In situations as these, doctors and hospitals are rather trigger-happy and impatient (please pardon the pun,) and quickly send your bill to a collection agency. The collection agency in turn reports the situation to the credit bureaus. Eventually the situation gets remedied (sorry for the pun again); however, it becomes a blemish (pun #3) on your record for a long time. Many years may go by, and you've totally forgotten about it. In the meantime, it can affect your credit score by as much as 100 points.
Getting a Home Mortgage Becomes Even Tougher
So that bill that was in dispute years ago is now the reason you were denied the mortgage in this toughened economy; or if you did indeed get a mortgage, you either paid higher fees or an inflated interest rate or had to make a heftier down payment.

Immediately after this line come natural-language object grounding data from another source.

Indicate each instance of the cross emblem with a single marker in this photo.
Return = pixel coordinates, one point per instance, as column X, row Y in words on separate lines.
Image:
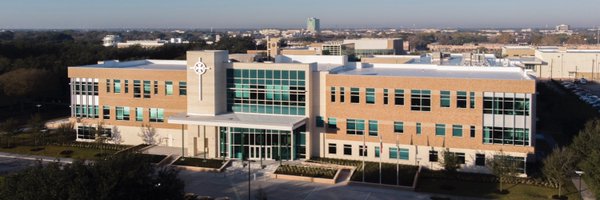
column 200, row 68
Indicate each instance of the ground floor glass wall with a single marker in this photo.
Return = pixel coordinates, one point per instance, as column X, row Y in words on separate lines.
column 255, row 144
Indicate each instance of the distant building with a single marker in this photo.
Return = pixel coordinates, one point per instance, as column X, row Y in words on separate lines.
column 111, row 40
column 313, row 25
column 376, row 46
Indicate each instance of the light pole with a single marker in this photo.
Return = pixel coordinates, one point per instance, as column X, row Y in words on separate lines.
column 579, row 173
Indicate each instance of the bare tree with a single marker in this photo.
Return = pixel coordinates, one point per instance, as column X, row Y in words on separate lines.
column 559, row 165
column 148, row 134
column 502, row 166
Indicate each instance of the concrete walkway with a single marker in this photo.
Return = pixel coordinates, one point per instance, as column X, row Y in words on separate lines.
column 586, row 194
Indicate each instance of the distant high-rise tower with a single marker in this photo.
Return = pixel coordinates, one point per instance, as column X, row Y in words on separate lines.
column 313, row 25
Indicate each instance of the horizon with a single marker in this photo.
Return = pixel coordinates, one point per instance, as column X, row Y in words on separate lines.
column 352, row 14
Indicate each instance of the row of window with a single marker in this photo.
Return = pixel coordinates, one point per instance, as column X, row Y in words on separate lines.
column 394, row 152
column 420, row 99
column 143, row 88
column 357, row 127
column 89, row 132
column 506, row 106
column 85, row 88
column 122, row 113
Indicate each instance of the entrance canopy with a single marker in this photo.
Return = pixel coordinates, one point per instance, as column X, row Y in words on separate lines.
column 242, row 120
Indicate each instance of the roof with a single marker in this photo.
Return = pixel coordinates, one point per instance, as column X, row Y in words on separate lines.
column 434, row 71
column 141, row 64
column 242, row 120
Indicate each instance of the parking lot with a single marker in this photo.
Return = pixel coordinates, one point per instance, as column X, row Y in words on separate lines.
column 588, row 92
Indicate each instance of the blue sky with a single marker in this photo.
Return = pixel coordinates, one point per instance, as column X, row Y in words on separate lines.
column 292, row 14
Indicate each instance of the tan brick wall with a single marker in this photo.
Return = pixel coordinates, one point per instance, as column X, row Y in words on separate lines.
column 387, row 114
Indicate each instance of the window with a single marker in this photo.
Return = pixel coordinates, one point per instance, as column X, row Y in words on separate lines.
column 157, row 114
column 108, row 85
column 354, row 95
column 472, row 99
column 420, row 100
column 398, row 127
column 332, row 92
column 460, row 157
column 182, row 88
column 106, row 112
column 461, row 99
column 480, row 159
column 433, row 156
column 117, row 88
column 126, row 86
column 168, row 87
column 393, row 153
column 403, row 154
column 373, row 128
column 332, row 148
column 147, row 89
column 122, row 113
column 445, row 99
column 355, row 126
column 457, row 130
column 137, row 91
column 362, row 150
column 504, row 135
column 139, row 114
column 332, row 123
column 385, row 97
column 347, row 149
column 370, row 97
column 319, row 121
column 440, row 129
column 505, row 106
column 398, row 97
column 342, row 95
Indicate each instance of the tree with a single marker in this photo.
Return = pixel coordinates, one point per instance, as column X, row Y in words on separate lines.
column 10, row 128
column 148, row 134
column 502, row 166
column 126, row 176
column 558, row 166
column 37, row 125
column 450, row 161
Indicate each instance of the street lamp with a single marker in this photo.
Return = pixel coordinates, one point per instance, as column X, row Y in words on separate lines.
column 579, row 173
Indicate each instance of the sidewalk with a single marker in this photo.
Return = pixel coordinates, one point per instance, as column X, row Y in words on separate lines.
column 586, row 194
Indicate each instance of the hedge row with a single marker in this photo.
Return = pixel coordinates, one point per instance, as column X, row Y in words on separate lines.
column 309, row 171
column 486, row 178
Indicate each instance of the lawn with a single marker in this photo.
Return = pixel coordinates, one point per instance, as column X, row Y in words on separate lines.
column 307, row 171
column 487, row 190
column 198, row 162
column 55, row 151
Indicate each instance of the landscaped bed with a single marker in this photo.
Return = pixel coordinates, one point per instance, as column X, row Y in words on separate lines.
column 388, row 170
column 60, row 151
column 153, row 158
column 306, row 171
column 199, row 162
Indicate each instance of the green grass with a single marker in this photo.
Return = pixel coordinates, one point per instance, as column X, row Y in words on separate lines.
column 55, row 151
column 198, row 162
column 488, row 190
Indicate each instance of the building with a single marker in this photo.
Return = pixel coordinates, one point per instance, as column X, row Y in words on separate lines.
column 563, row 63
column 518, row 51
column 111, row 40
column 300, row 107
column 313, row 25
column 376, row 46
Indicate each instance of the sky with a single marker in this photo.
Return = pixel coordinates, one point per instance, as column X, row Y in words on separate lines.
column 92, row 14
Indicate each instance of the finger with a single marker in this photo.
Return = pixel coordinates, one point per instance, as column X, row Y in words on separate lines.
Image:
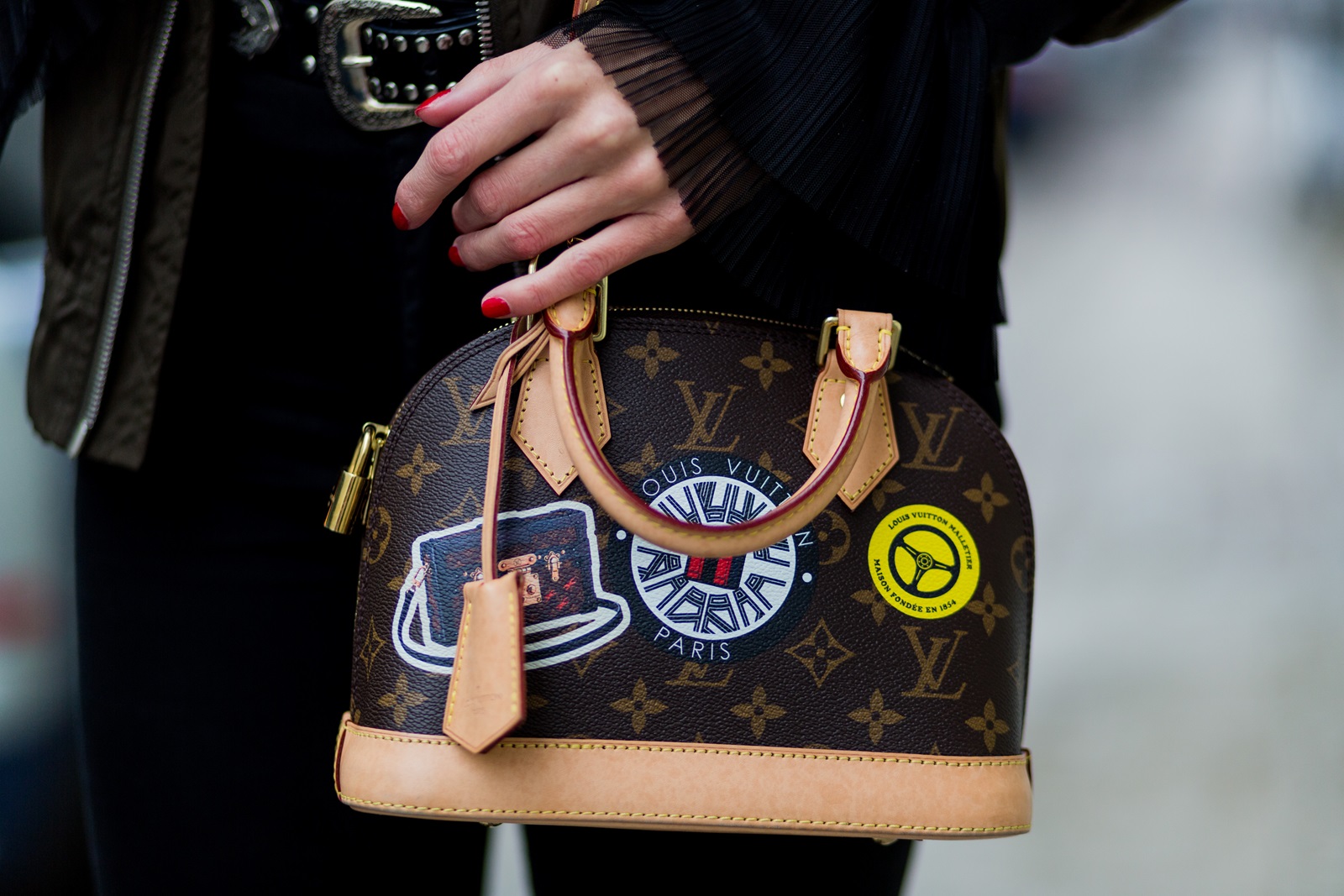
column 544, row 223
column 479, row 83
column 526, row 105
column 638, row 184
column 571, row 149
column 481, row 134
column 580, row 266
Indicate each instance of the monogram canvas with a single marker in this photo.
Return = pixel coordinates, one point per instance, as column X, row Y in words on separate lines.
column 900, row 626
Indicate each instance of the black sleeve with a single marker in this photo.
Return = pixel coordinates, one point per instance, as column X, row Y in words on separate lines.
column 813, row 136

All this, despite the fact the bill was paid after it was in dispute for a few weeks. So our housing industry, in an already depressed state, is getting hammered in another way.
Good News: Medical Record Relief From Congress
A bipartisan group in Congress is sponsoring a bill that would mitigate the credit score impact of fumbled medical records by hospitals, doctors offices and insurance companies. The Medical Debt Responsibility Act, if passed, will require the three credit bureaus (Experian, Equifax and TransUnion) to delete settled medical records of $2,500 or less within 45 days of settlement.
Not everyone is on board with this, as many feel that any collection action signifies non payment of a debt.
Time will tell if this gets passed.
Can you think of a medical expense you incurred that was in dispute for any length of time?